Es célebre el requisito de Tomás para creer que Jesús está vivo: ver y meter el dedo en el agujero de los clavos e introducir la mano en el costado. Pero, ¿son las llagas solo un recurso circunstancial para acusar a Tomás de incrédulo y formular la bienaventuranza de los que creen sin haber visto? Si retrocedemos algún versículo, nos damos cuenta de que esa condición la había puesto el Señor ocho días antes. En su primera aparición, tras el saludo de paz, «les enseñó las manos y el costado», es decir, el Señor se había hecho reconocer de este modo. ¿Por qué son importantes las llagas en las manos y en el costado? Por varios motivos. Sirven, en primer lugar, para constatar que hay una identidad entre quien padeció y murió, y aquel a quien ahora están viendo los discípulos. Ni están los discípulos ante un fantasma ni sufren un tipo de alucinación colectiva. En segundo lugar, se deja claro que la Resurrección no anula la Pasión y la Muerte de Cristo, como si nada antes hubiera sucedido. En el cuerpo glorioso del Señor resucitado se muestra que se ha llevado a término lo que comenzó desde el instante de la Encarnación, y que Jesús no se ha ahorrado ningún paso ni ha fingido absolutamente nada. Estamos ante un acontecimiento, sin duda, extraordinario, pero desde el primer instante los relatos sobre la Resurrección han querido insistir en la realidad de los hechos, frente a cualquier atisbo de fantasía o de mito.

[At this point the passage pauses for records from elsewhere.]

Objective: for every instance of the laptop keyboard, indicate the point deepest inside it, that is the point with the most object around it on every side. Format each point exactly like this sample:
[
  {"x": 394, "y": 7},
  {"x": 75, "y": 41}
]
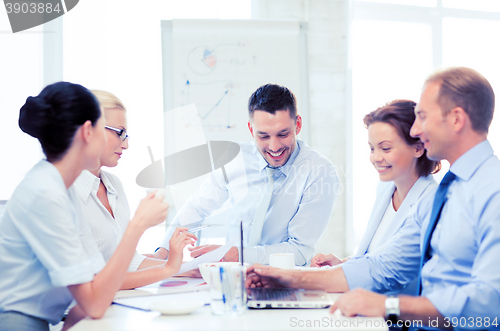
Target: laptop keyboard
[{"x": 273, "y": 294}]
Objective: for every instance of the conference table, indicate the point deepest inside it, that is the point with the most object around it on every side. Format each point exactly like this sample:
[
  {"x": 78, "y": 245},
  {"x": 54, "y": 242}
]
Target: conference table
[{"x": 124, "y": 319}]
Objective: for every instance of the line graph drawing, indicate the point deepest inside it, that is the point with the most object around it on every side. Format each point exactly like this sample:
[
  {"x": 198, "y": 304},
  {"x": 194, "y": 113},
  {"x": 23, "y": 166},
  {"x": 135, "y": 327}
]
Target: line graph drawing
[{"x": 215, "y": 111}]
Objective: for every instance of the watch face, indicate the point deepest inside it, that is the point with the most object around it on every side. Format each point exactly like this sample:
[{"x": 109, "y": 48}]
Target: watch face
[{"x": 391, "y": 307}]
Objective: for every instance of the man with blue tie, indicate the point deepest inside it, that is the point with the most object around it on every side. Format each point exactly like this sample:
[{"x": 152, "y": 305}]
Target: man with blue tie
[
  {"x": 284, "y": 193},
  {"x": 451, "y": 240}
]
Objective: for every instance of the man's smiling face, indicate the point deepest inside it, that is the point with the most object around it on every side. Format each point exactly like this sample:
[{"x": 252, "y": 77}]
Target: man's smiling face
[{"x": 275, "y": 135}]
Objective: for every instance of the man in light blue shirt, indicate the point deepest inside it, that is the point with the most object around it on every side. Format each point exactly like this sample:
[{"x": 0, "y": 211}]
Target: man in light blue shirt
[
  {"x": 304, "y": 186},
  {"x": 461, "y": 279}
]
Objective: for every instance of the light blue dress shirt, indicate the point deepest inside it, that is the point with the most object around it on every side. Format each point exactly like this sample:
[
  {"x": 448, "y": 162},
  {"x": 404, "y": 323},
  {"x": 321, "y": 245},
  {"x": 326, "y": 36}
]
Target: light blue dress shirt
[
  {"x": 41, "y": 247},
  {"x": 304, "y": 193},
  {"x": 462, "y": 278}
]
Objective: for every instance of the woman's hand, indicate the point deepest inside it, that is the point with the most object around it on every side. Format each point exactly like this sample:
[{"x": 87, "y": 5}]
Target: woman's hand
[
  {"x": 180, "y": 239},
  {"x": 321, "y": 260}
]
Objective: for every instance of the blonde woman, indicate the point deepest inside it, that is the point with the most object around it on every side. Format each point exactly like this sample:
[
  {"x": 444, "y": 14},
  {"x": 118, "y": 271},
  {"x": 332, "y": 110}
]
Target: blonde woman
[
  {"x": 105, "y": 208},
  {"x": 47, "y": 258}
]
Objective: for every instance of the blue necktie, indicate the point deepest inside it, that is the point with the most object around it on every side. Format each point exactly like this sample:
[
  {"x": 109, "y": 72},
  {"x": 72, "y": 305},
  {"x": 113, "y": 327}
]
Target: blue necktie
[{"x": 437, "y": 207}]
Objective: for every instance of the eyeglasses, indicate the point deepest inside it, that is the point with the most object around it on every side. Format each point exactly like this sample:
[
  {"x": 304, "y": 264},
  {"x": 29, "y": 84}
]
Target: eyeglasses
[{"x": 120, "y": 132}]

Evangelio / Juan 20, 19-31

Al anochecer de aquel día, el primero de la semana, estaban los discípulos en una casa, con las puertas cerradas por miedo a los judíos. Y en esto entró Jesús, se puso en medio y les dijo: «Paz a vosotros». Y, diciendo esto, les enseñó las manos y el costado. Y los discípulos se llenaron de alegría al ver al Señor. Jesús repitió: «Paz a vosotros. Como el Padre me ha enviado, así también os envío yo». Y, dicho esto, sopló sobre ellos y les dijo: «Recibid el Espíritu Santo; a quienes les perdonéis los pecados, les quedan perdonados; a quienes se los retengáis, les quedan retenidos».

Tomás, uno de los Doce, llamado el Mellizo, no estaba con ellos cuando vino Jesús. Y los otros discípulos le decían: «Hemos visto al Señor». Pero él les contestó: «Si no veo en sus manos la señal de los clavos, si no meto el dedo en el agujero de los clavos y no meto la mano en su costado, no lo creo». A los ocho días, estaban otra vez dentro los discípulos y Tomás con ellos. Llegó Jesús, estando cerradas las puertas, se puso en medio y dijo: «Paz a vosotros». Luego dijo a Tomás: «Trae tu dedo, aquí tienes mis manos; trae tu mano y métela en mi costado; y no seas incrédulo, sino creyente». Contestó Tomás: «¡Señor mío y Dios mío!». Jesús le dijo: «¿Porque me has visto has creído? Bienaventurados los que crean sin haber visto».

Muchos otros signos, que no están escritos en este libro, hizo Jesús a la vista de los discípulos. Estos han sido escritos para que creáis que Jesús es el Mesías, el Hijo de Dios, y para que, creyendo, tengáis vida en su nombre.